While we are past celebrating July 4 and will soon be coming up on several holidays, it may be time for a reminder.
In Atlanta, on March 28, 2011, the Georgia House of Representatives today passed House Resolution 341 by a vote of 139 to 23. Introduced by State Representative Michele Henson (D-Stone Mountain), this legislation serves to increase public awareness of the dangers associated with celebratory gunfire. (source: HR 341 Celebratory gunfire; promote public awareness; urge)
All across America and especially during holidays like July 4 and New Years Eve, many celebrate by firing various calibers of bullets into the air. Aside from property damage, celebratory gunfire has resulted in death or injury to the recipients of those bullets falling back to the ground. In Puerto Rico, for example, about 2 people die and about 25 more are injured each year from celebratory gunfire on New Year’s Eve.
In Georgia this year, Gwinnett police Detective J. Rowell testified at a preliminary hearing that two men fired at least 31 shots from their front porch New Year’s Eve, one of which penetrated the window of a house across the street. The bullet struck Sergio Martinez, 34, in the head while he stood in the kitchen, preparing to ring in the New Year with relatives.
Sadly, and again in Georgia, New Years Eve 2009 celebratory gunfire killed a young boy, Marquel Peters while he was in a church with his parents.
“WHEREAS, on a cold New Year’s morning shortly after midnight, a young four year old boy, full of great promise and innocence, sat obediently before God at his church; and
WHEREAS, as this peaceful young boy worshiped, the air outside was split by the startling sound of a weapon fired in celebration of the coming new year; and
WHEREAS, the bullet from that celebratory gunfire unintentionally and tragically pierced the church’s sanctuary killing that beautiful, loving little boy named Marquel Peters.”
The mortality rate among those struck by falling bullets is about 32%, compared with about 2% to 6% normally associated with gunshot wounds. The higher incidence of head wounds from falling bullets contributes to the higher mortality rate. Between the years 1985 and 1992, doctors at the King/Drew Medical Center in Los Angeles, California, treated some 118 people for random falling-bullet injuries. Thirty-eight of them died. Kuwaitis celebrating in 1991 at the end of the Gulf War by firing weapons into the air caused 20 deaths from falling bullets.
In the United States, some law enforcement agencies are turning to a program called “Shotspotter“.
From the manufacturer:
Recognizes Gunfire and Explosions from Non-Threatening Sounds
The ShotSpotter GLS uses a network of acoustic sensors to detect and locate gunfire and explosive incidents. When an event is detected by three or more sensors, data is transmitted to ShotSpotter’s patented location software, which properly identifies the event as gunfire, fireworks, explosion, or a non-threatening sound. All everyday sounds such as car backfires, dump trucks, and nail guns are automatically filtered, allowing users to focus on important events.
Provides an Accurate Location of Gunfire
ShotSpotter location software triangulates the location of the incident, providing an exact location and nearest address. This offers responders better situational awareness, and supports strategic and tactical response.
Mostly; however, law enforcement agencies rely on the populace to report gunfire, regardless if celebratory gunfire is the cause. Such was the case where an errant neighbor of mine decided to wake me with the shots of a 9mm on a fresh Sunday morning. He decided to let his wife fire his new pistol into the backyard – with a house less than 75 yards away! While not “celebratory gunfire”, the endangerment factor was high.
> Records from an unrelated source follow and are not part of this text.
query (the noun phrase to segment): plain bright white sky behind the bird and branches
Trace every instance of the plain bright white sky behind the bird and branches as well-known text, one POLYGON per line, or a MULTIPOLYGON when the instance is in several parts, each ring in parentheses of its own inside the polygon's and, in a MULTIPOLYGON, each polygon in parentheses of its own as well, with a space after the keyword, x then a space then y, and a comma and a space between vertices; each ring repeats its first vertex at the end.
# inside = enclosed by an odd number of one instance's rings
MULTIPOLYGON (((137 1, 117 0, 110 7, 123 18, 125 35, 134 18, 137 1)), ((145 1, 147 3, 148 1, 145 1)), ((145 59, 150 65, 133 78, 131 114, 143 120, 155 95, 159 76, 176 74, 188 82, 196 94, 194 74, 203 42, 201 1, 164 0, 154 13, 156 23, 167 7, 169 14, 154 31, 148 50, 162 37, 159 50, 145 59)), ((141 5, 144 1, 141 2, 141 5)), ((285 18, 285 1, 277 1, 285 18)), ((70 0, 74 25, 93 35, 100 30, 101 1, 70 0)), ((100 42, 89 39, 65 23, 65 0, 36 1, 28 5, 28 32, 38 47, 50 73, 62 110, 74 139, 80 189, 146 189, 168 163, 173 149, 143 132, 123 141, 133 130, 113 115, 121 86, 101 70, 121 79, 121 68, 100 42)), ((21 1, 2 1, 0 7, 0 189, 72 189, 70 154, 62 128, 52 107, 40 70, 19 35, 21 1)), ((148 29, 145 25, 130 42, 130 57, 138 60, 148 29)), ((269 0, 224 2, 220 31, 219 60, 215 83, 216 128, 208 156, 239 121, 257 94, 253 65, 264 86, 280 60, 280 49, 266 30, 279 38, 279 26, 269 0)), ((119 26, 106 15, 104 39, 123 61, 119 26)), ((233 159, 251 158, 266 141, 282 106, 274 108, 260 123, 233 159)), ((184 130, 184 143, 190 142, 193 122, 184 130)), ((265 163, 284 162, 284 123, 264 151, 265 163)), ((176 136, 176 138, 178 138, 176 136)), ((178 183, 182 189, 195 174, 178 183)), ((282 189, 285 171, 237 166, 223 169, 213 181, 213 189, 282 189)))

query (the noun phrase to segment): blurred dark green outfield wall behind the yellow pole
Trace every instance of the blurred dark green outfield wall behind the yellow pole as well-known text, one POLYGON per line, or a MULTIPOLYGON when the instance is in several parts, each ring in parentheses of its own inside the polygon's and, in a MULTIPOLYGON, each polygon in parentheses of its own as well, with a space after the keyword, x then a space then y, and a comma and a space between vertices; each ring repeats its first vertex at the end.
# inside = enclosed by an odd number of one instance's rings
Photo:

In some states, it is illegal to engage in celebratory gunfire and can lead to arrest and possible conviction. Of course, these laws do not prevent celebratory from happening, it simply “protects” the citizenry by prosecuting those who engage in the practice.
Many cities and a growing number of metro counties have a complete ban on the discharge of firearms (except in self-defense). Other cities and counties have a ban on discharging a firearm within a certain distance from a road or a neighbor’s house or land owned by the city/county. For Georgians, check Municode.com to see if your local ordinances are online. For other “law-abiding” citizens, check your local firearms codes. Most local laws; however, comply with state law.
Not all gun owners follow the practices of safe gun handling and not all those licensed to operate a motor vehicle do so safely (without alcohol in their system, or without texting, reading a book, putting on make-up, etc.).
For those of us who do follow safe gun practices, we should support our local enforcement agencies, and other organizations, in their efforts to curb the practice of “celebratory gunfire” and make it a year-round obligatory effort. While I may have a metal roof on my house, it is by no means bulletproof.
You can read more about Marquel’s Pledge. Perhaps we can inform businesses that cater to firearm’s owners to remind their customer’s of the hazards of “celebratory gunfire”, at any time, and help prevent the needless injury or death of somebody else.